The following series is written by the students of ENT 198 - Spring 2013.
Last month I ventured to Cleo’s Silversmith Studio & Gallery on Third Street for the first time in order to investigate what the business was all about. When you enter the store, you are submerged into a nature inspired open space decorated with charming displays of handmade wooden and glass pieces, candles and soaps, home décor, and paintings. Then I noticed that towards the back left side of the store were many cases of jewelry. As I got closer, I began to recognize the very same pieces that I mentioned previously and became overrun with excitement and nostalgia. The jewelry that I grew up with laid in front of me behind a thin layer of glass and had been a few streets away from me during the past four years I’ve spent at Lehigh. It goes to show that sometimes you must escape your little bubble of everyday life because you never know what lovely things you may find right around the corner.
I proceeded to talk to the young lady at the cashier’s register and asked her for permission to take some photos and ask her a few questions about the store.
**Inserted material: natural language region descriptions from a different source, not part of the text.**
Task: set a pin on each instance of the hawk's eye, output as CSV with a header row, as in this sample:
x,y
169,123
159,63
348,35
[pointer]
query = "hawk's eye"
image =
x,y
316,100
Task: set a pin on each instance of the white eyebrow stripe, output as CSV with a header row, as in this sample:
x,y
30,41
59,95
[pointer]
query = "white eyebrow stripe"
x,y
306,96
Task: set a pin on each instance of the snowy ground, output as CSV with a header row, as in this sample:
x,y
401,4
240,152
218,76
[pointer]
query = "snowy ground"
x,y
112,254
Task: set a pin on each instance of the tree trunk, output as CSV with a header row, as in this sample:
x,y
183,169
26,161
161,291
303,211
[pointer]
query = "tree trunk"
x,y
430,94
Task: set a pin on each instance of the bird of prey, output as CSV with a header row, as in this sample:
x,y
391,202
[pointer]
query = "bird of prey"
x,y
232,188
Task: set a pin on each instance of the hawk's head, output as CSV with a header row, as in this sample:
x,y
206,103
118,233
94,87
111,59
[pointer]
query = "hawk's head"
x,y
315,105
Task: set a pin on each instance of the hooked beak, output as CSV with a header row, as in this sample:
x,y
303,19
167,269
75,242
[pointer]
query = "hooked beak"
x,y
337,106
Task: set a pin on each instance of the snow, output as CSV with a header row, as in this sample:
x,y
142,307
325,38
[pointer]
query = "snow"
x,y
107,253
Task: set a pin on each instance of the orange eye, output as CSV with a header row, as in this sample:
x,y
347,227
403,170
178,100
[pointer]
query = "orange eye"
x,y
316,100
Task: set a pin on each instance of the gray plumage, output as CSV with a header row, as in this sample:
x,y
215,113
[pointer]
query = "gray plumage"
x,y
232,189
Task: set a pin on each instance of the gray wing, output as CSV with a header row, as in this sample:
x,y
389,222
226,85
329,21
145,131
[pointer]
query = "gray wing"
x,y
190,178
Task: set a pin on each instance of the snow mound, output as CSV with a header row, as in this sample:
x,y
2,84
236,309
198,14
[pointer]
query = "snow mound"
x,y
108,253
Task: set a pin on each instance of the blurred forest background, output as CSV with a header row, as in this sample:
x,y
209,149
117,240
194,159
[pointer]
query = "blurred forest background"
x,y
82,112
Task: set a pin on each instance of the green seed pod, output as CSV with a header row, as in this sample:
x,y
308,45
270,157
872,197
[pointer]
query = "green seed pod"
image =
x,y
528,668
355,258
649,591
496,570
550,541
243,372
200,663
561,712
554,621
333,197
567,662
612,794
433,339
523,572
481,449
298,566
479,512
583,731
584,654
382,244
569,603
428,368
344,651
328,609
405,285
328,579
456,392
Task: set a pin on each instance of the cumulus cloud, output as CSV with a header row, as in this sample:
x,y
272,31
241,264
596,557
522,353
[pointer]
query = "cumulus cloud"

I found out that she was the store owner’s daughter, Chelsea. Not too much later her mother, Cleo, came out from the gallery to join the conversation. After learning about the official history of the family business, their commitment to the Bethlehem community, and the love and vigor that they put into their business, I immediately grew very fond of and had a great appreciation for their small enterprise. My brothers and I always joke that someday we will become entrepreneurs and have our own family business. I only hope that we can emulate in our endeavors the positive energy that I felt that Friday afternoon when I visited Cleo’s.